How to be a Minister
2 authors - Hardback
£18.99
Lord Hutton, as John Hutton, was elected to the House of Commons for the constituency of Barrow and Furness in April 2002, after spending ten years as a law lecturer at Northumbria University. John Hutton began his Ministerial career in 1998 at the Department of Health. He joined the Cabinet in 2005 as Minister for the Cabinet Office. He went on to become the Secretary of State at the Department for Work and Pensions, the Department for Business and finally the Ministry of Defence. He stood down from Parliament in 2010. In 2010 he was appointed by the new Government to conduct a review of public sector pensions.
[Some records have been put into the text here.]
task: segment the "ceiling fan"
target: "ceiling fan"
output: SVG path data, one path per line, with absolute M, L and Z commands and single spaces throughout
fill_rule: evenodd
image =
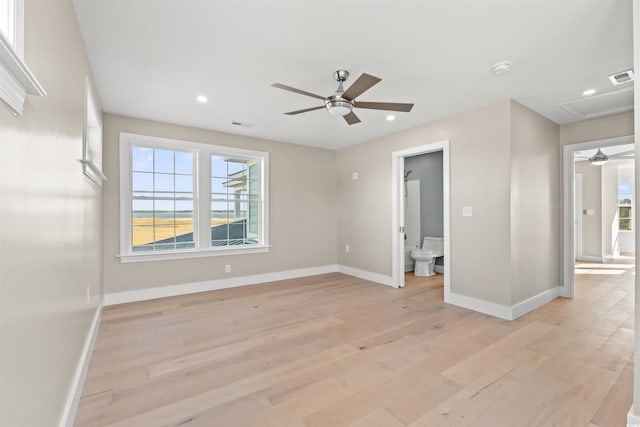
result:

He is currently the Chairman of the Royal United Services Institute, a trustee of the Royal Air Force Museum and holds a number of board and advisory roles. John Hutton has published several books on the Great War. Sir Leigh Lewis was Permanent Secretary at the Department for Work and Pensions from 2005 until his retirement from the Civil Service at the end of 2010. Leigh Lewis entered the then Department of Employment in 1973 after studying languages at Liverpool University. During his early career he worked on, amongst other things, trade union legislation, benefits delivery and the EU. He was Private Secretary to the Rt Hon Lord Young of Graffham from 1984 to 1986 subsequently spending three years on secondment at Cable & Wireless as Group HR Director. He became Chief Executive of the Employment Service in 1997 and the first Chief Executive of Jobcentre Plus in 2001. From 2003 to 2005 he was Permanent Secretary for Crime, Policing and Counter-terrorism in the Home Office and was in that role at the time of the 7/7 attacks. Currently Leigh Lewis is the Chair of the alcohol education charity, Drinkaware, and vice-Chair of the homelessness charity, St Mungo's Broadway. He is in addition a visiting fellow at Greenwich University Business School and holds non-executive roles at Aviva PLC and PriceWaterhouse Coopers. John Hutton and Leigh Lewis worked together as Secretary of State and Permanent Secretary at the Department for Work and Pensions from 2005 to 2007.